Post-Graduate Programs in Artificial Intelligence and Machine Learning


Program Overview:

Artificial Intelligence is the field of developing computers and robots that are capable of behaving in ways that both mimic and go beyond human capabilities. AI-enabled programs can analyze and contextualize data to provide information or automatically trigger actions without human interference. Today, artificial intelligence is at the heart of many technologies we use. Organizations are incorporating AI techniques to automate tasks, accelerate decision-making, and impart human-like capabilities to machines.

Machine learning acts as a pathway to artificial intelligence. This subcategory of AI uses algorithms to automatically learn insights and recognize patterns from data and then apply that learning to make increasingly better decisions. By studying and experimenting with machine learning, researchers and practitioners test the limits of how much they can improve the perception, cognition, and action of a computer system.

Though artificial intelligence and machine learning courses have been taught in this department for many years, to fully leverage the availability of these fields in our country, the introduction of a specialized graduate program is of prime importance. This will also have a huge impact on the 4th Industrial Revolution (4IR) in this country. Moreover, many of the SDG goals of Bangladesh, such as SDG 3: Healthy Lives and Well-being and SDG 11: Sustainable Cities and Communities, will be benefitted.

In light of the aforementioned scenario, we propose Master’s and Ph.D. programs in Artificial Intelligence and Machine Learning from the Department of Computer Science and Engineering (CSE) at Bangladesh University of Engineering and Technology (BUET).
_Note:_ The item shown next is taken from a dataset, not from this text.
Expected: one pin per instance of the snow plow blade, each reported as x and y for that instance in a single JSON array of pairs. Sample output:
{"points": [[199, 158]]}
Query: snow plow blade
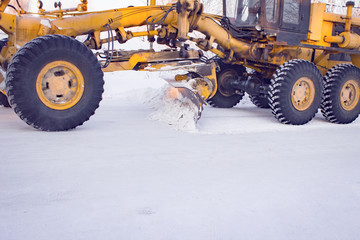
{"points": [[187, 99], [191, 85]]}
The prospective students of these programs are recommended to fulfill the following abilities:

  • ○ Strong mathematical background in Linear Algebra, Probability, and Optimization
  • ○ Basic (undergraduate level) Expertise in artificial intelligence and machine learning.

Degree Offerings

  • 1. Master of Science in Artificial Intelligence and Machine Learning (M. Sc. AI and ML)
    • Duration: 18 months
    • Course Structure: 18 Credit courses + 18 Credits Thesis
    • Mode: Thesis Based

  • 2. Doctor of Philosophy (Ph.D.) in Artificial Intelligence and Machine Learning
    • Duration: 3-5 years
    • Total Credit: 54 Credits

Admission Requirements:

For Master’s Degrees

The admission requirements for the Master’s programs are as follows:

  • 1. 4-year B.Sc. in Computer Science and Engineering (CSE) or Electrical and Electronic Engineering (EEE) or Computer Science (CS) or relevant fields.

For Ph.D. Degree

The admission requirement for the Ph.D. program is as follows:

  • 1. Master of Science in Artificial Intelligence and Machine Learning or Master of Science in Computer Science and Engineering (CSE) or Electrical and Electronic Engineering (EEE) or relevant fields.

Curriculum Structures:

1. For students satisfying Group A entry requirements:

Program Courses Thesis/ Project Credit Total Credit
Total Number of Courses (Credit) Number of Foundation Courses Minimum Number of Core Courses
M. Sc. (AI and ML) 6 Courses (18 Credit) 0 4 (at least one from Group 1) 18 Credit 36 Credit
Ph.D. 3 Courses (9 Credit) 0 2 45 Credit 54 Credit

Courses:

Core Courses - Group 1

  • 1. CSE 6501: Advanced Artificial Intelligence
  • 2. CSE 6512: Advanced Machine Learning

Core Courses - Group 2

  • 1. CSE6505: Speech Recognition
  • 2. CSE6506: Data Mining
  • 3. CSE6507: Machine Translation
  • 4. CSE6508: Evolutionary Algorithms
  • 5. CSE6509: Text-to-Speech Synthesis
  • 6. CSE6510: Natural Language Processing
  • 7. CSE6511: Computer Vision
  • 8. CSE6701: Neural Networks
  • 9. CSE6704: Fuzzy Systems
  • 10. CSE6705: Meta-Heuristics
  • 11. CSE6708: Semantic Web
  • 12. CSE6709: Deep Learning
  • 13. CSE6710: Reinforcement Learning

Note:

  • 1. The remaining required courses (i.e., courses other than the Foundation courses and Core courses) can be taken from any PG courses.
  • The thesis/project must be on a topic relevant to the program area.